Il m'appelait "ma chérie à moi", "mon petit soldat".
Tenir, toujours tenir !
Parce que je veux lui rendre hommage et qu'il n'y a pas de raison que je sois moins courageuse que lui devant la maladie qu'il a combattu comme un lion !
Tenir, toujours tenir !
Parce que je l'Aime et qu'il m'a apporté 19 ans de vie commune merveilleuse, faite d'amour, de tendresse, de compréhension, de sensibilité, de douceur.
Parce que je l'aime, tout simplement.
Mais, je suis comme vous, j'ai vu mon médecin ce soir. Elle me dit qu'il faut faire avec. Moi, j'ai eu envie de répondre, il faut apprendre à faire sans !
Sans mon cœur.
Sans ma colonne vertébrale,
Sans... sans.... sans.....
Comme vous tous et toutes, je préfèrerais mourir (c'est ce que j'ai dit plusieurs fois à un beau-frère qui me répond très justement, il ne le voudrait pas ! il veut que tu vives pour lui !)
J'aimerais, comme beaucoup d'entre vous, rester à longueur de journée dans mon lit, sous ma couette, à attendre, à espérer.

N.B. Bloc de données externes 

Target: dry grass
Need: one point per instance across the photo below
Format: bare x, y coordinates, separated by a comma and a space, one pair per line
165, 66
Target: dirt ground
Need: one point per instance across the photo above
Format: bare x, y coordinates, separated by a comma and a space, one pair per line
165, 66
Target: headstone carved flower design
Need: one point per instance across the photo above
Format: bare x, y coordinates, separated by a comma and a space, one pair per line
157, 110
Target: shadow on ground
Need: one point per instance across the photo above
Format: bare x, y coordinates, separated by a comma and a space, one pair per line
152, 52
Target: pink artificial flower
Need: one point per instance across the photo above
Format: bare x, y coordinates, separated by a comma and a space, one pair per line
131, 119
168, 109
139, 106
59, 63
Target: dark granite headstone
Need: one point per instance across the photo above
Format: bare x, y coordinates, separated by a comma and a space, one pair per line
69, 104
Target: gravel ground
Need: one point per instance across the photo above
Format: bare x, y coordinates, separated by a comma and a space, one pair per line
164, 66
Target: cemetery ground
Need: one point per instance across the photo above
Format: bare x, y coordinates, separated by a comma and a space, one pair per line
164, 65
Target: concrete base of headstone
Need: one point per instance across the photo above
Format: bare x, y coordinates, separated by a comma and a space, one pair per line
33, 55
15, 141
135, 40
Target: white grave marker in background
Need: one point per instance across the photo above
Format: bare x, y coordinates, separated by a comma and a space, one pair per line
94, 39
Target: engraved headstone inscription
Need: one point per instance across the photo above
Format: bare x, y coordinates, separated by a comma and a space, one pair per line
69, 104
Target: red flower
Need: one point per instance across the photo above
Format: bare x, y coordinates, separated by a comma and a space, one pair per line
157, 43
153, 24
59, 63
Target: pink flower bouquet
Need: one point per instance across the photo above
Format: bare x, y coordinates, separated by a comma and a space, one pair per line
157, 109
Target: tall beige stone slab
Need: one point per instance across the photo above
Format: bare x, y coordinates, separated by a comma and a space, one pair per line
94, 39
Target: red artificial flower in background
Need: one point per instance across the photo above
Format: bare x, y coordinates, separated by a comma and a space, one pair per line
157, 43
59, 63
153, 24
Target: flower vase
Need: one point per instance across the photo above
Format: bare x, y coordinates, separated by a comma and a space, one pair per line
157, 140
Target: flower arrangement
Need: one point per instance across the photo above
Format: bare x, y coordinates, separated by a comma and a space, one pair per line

Mon beau-père est dans cet état là depuis 5 ans. Quand je le vois couché dans son lit, on dirait un mort-vivant.
Mon mari, son fils, n'aurait jamais voulu en arriver là. Il n'aurait jamais voulu que je fasse comme son père.
Alors, oui, pour lui, avec lui, je vais tenir, toujours tenir !
Comme je pourrais, en pleurs, en larmes, en sanglots, en sourire, en rire devant l'humour de son fils, parce qu'il aimait me voir rire et faire le pitre parfois malgré mes 57 ans, en sourire devant le joli parterre qu'il aimait entretenir et que je vais entretenir à sa place, parce que je serais ses yeux et sa douceur de vivre vis à vis des autres !!
Oui, pour lui et avec lui !
N'est-ce pas le meilleur hommage que je puisse lui rendre !
Je ne nous souhaite pas courage, je nous souhaite ENERGIE et VAILLANCE !
Si vous regardez le Larousse, vous trouverez ceci :
VAILLANCE =
Résistance à l'adversité, à la souffrance : Faire preuve de vaillance au moment du décès d'un être cher.
Résistance à l'adversité, à la souffrance (Synonyme : cœur)
Je vous embrasse tous affectueusement, Pommenoir, raph, Chipoune, Ephémère, et tous ceux et celles que j'oublie (nous sommes trop nombreux) mais vous êtes dans mes pensées.